In case you didn't know,
you started this business.
My Rome,
My Omega -
My beautiful.

I used to reach for words,
now I try just to keep them at arm's length.
They buzz,
they burn.

In case they didn't know,
you belong to no one,
but sometimes to me.
My Asia,
My wanderer - 
My fated.

And when I write the perfect words,
and the metre is just right,
then maybe you'll belong to me again
(or else the pen runs dry - and the poet dies).


----------



## thesarafurter (Feb 24, 2009)

Keep Writing

Catharsis, emotions forced on page
Skin peeling, feelings dissected
with meter, rhyme
rhythm, alliteration
No satisfaction;
Keep writing.

Hoping, one day words will be enough
Complex emotions captured
projected, rejected,
refuted, reflected
Until the page bleeds with truth
Keep writing.


----------



## Olly Buckle (Feb 25, 2009)

Acrostic


*B*aring my soul for others to see
*E*nlisting words to set ideas free
*I*mploring, cajoling, instilling a notion
*N*ever at rest, mind always in motion
*G*yrating and spinning for all it’s worth
*A*nother description is coming to birth
*P*ortraying a sound, a sight and the smell
*O*r else the emotions, the things that I feel
*E*ntering in to the spirit of the thing
*T*urning a word for the joy it will bring


----------



## jpatricklemarr (Feb 26, 2009)

*Stark Reality*

Misrepresented
by my 26 darlings who refuse
to bend – 
to lend this pen
credibility.

I slide the darkness
across recycled nothing and become
their god – 
a fraud and fool
without utility.


----------



## silverfoxgirl (Feb 26, 2009)

a poem
  by tomorrow.
  a poem in a
  box
  made of requirements
  deadlines
  rubrics 
  and word counts.
  i prick my finger
  write it in my
  blood so that
  she carries a
  part of my soul.
  poem flitters
  screams 
  i force her into
  the box.
  no air holes
  she suffocates
  and the part of
  me inside her
  dies.


----------



## Olly Buckle (Mar 10, 2009)

I am sorry folks, I have over run this again, poems submitted to this thread will no longer count in the contest which is now closed. If anyone would like to comment the thread remains open for that. I am not going to put a poll on the thread for the moment, the last contest attracted only two votes and resulted in a tie so I am waiting to see if there is any response to my post in the Bard's Bistro first. One suggestion, "It matters not who won or lost..." rather than a winner I ask all the contestants to give me a subject choice and then I choose from among them, or set up a poll for a day or two so you can choose, but would anybody vote?

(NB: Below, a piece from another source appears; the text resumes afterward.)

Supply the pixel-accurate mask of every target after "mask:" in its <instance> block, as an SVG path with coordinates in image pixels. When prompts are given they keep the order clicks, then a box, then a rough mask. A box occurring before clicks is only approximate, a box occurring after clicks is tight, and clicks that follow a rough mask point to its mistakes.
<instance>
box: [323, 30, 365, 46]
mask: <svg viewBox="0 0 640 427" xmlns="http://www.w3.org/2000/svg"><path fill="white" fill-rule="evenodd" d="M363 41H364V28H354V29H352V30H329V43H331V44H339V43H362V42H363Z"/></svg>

On the poems:- It surprised me how many of them were to do with writer's block, is this part of the appeal of the contest, not having to decide what to write about?
silverfoxgirl:- I love the way you personify the poem and make 'her' female.
iDrew:- That is truly erotic. Not in any sort of forced or manipulative way, but loving, I like very much.
gagoots:- Loved it up to the last line, then I wanted it to be 'Or the pen runs dry, and the poet dies', the 'else' and '-' seemed too 'flowery' and upset the rhythm for me. 
StealSniper:- Poking open non existent cactus plants, lovely. A little more care with presentation wanted, an I'll not capitalised and 'The only way' must be 'is' not 'are'.

I really enjoy seeing all the different takes on the subject and there are lots of really good images, thank you everyone.


----------



## Chesters Daughter (Mar 12, 2009)

Dear Olly, How are we supposed to vote? Are you setting up a poll or are we going to post a reply to the thread stating our choice as we did with "Birth"?


----------



## Olly Buckle (Mar 13, 2009)

After the experience with the poll on the RTA thread where we only had one vote cast for the first 13 days and then a second one to tie the result in the last few hours of the poll I wondered if we might try something else (see the post above and the one in the Bard's bistro). I will give it until the weekend, when people have more time to make comments, and put a poll on on Sunday or Monday if there are no other suggestions.


----------